You might look at the Bronco from Pyramyd Air. http://www.pyramydair.com/s/m/Air_Ventu ... rifle/2013

It is one that fits Adults even if not a really large rifle. It fills the bill considering what you are looking for.

Many general air rifles will work as already mentioned. If you can get to a store or three and handle them it will help.

That said, I got a Daisy Powerline 953 TargetPro for neighbor kids as a 'loaner' and to teach shooting. They like it and I have shot it a lot. Single stroke cocking. Very accurate - the upgraded model is used by a number of top shooters for practice. It can be used single shot or with a five shot magazine. Lightweight, easy to cock and simple to shoot. An accurate and fun shooter and perfect for indoor accuracy practice. I enjoyed shooting it and put a small scope on it and used the rifle for picking off grasshoppers from tomato plant leaves in the garden at 10 feet to 30 feet. Worked well - as well as nailing some pest birds at those ranges.

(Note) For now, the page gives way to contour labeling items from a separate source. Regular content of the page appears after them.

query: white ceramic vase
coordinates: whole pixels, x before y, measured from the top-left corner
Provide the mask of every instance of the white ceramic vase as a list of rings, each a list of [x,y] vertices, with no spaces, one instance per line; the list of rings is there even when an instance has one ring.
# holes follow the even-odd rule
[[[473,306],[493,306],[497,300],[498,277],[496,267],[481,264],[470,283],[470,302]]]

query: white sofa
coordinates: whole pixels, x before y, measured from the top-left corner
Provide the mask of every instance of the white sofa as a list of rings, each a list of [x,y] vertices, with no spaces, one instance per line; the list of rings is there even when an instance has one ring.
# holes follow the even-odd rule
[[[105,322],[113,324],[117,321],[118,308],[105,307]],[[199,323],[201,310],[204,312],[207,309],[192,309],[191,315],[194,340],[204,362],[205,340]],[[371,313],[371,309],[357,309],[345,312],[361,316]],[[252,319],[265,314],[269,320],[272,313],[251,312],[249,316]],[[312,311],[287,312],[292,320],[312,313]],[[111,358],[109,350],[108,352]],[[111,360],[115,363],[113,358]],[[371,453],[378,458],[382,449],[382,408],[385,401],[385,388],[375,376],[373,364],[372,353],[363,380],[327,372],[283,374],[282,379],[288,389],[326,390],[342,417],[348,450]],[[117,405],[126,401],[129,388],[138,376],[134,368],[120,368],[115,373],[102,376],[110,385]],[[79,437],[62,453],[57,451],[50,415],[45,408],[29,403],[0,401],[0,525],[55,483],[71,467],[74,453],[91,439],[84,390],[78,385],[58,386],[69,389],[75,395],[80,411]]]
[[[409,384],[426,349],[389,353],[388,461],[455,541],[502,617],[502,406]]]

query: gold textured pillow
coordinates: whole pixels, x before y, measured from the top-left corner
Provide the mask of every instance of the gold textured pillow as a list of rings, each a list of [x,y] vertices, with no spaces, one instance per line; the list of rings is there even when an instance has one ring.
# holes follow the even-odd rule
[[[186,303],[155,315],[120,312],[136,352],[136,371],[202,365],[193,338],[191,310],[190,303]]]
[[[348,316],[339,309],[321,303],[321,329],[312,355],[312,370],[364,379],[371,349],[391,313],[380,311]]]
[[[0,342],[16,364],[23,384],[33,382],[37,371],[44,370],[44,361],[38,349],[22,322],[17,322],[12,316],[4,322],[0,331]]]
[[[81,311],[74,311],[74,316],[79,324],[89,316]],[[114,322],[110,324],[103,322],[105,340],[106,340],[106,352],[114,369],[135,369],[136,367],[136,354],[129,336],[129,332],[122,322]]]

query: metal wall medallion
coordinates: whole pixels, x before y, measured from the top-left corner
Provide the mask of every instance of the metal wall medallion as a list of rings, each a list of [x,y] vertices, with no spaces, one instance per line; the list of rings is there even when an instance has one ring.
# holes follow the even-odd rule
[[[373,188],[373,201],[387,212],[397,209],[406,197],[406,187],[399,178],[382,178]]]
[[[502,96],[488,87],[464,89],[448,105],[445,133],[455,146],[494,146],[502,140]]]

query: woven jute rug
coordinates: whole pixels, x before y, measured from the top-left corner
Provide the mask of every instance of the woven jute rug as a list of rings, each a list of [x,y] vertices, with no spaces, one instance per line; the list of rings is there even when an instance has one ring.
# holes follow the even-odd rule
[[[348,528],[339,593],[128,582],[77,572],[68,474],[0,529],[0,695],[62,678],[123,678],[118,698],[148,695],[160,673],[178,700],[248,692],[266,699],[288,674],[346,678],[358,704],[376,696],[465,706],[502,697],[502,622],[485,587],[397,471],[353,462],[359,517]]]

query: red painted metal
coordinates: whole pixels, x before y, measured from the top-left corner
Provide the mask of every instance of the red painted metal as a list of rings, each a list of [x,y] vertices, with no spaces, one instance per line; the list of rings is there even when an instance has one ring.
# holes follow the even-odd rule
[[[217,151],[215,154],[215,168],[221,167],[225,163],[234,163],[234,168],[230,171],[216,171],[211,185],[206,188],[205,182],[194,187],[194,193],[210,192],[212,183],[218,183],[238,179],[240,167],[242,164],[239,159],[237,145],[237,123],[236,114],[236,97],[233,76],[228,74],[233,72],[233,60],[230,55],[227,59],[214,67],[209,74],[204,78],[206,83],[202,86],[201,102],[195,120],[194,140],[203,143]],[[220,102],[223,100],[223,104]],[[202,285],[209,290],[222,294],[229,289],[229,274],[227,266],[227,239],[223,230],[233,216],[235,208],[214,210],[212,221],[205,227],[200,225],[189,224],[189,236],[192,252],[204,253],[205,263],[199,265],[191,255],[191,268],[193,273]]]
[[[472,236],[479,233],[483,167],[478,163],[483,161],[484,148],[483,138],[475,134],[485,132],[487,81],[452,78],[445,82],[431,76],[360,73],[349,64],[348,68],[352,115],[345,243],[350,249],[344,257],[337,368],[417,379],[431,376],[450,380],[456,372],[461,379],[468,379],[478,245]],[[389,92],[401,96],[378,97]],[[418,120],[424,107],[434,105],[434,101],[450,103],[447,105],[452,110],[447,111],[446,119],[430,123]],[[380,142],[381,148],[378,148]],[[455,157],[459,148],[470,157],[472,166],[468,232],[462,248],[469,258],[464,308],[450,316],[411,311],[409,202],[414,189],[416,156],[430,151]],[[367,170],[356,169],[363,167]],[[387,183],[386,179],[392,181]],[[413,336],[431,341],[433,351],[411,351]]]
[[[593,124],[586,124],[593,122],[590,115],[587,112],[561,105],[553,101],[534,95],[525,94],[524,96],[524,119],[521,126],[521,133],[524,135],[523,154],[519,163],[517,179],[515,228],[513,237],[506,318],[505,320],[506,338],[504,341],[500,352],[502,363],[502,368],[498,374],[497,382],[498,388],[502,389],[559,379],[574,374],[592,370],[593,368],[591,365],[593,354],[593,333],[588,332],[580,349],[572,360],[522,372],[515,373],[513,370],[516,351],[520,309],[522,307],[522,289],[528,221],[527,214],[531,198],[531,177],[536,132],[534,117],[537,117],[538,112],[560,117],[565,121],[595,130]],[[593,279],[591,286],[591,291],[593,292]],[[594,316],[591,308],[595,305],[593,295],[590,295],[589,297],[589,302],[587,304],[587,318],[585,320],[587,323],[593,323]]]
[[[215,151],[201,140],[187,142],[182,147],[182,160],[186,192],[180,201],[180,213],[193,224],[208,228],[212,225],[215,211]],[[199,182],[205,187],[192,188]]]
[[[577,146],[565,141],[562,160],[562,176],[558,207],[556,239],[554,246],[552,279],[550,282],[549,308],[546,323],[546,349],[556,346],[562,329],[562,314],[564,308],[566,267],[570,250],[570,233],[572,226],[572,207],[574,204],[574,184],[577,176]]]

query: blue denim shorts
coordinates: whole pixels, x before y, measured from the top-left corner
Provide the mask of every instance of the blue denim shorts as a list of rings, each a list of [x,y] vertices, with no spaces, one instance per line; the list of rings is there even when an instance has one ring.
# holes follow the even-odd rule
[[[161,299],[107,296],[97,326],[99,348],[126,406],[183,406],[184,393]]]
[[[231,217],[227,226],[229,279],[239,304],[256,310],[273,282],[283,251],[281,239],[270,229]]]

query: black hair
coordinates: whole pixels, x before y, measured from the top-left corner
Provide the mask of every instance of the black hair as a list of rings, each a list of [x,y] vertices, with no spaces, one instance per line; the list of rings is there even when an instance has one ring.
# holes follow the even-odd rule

http://www.pyramydair.com/s/m/Daisy_Pow ... getPro/585
Also, this description from Airguns of Arizona on the rifle.
Powerline Target Pro 953 
The PowerLine® TargetPro is perfectly engineered for the beginning competitive shooter, though it's also a great small-game rifle, and lots of fun for recreational shooting. With just one pump, a shooter gets loads of power, for accurate shooting at the target range, or in the field. With its 5-shot clip, follow up shots are fast, too. The single pump cocking lever, straight-pull bolt action and the fiber-optic sights are easy for beginning or intermediate shooters to use. Plus, the outstanding balance and superior accuracy of the TargetPro gives shooters exactly what they need to hone their skills and earn their stripes in both the woods and in competition.

ACTION: Single Pump pneumatic 
SIGHTS: Front/Rear Fiber Optic 
SAFETY: Manual Cross Bolt 
MAX. MUZZLE VELOCITY: 500 fps 
WEIGHT 6.4 lbs 
OVERALL LENGTH: 38.75" 
CALIBER: .177 
STOCK/FOREARM/GRIP: Match Style Composite

I don't put the PyramydAir links to boost them, just for convenience. I buy stuff from them as well as others. They just have some good info that is easily accessible. Airguns of Arizona is also good. But, if you shop locally your area might have a good choice to make this easier.

Whatever you do, good luck.


----------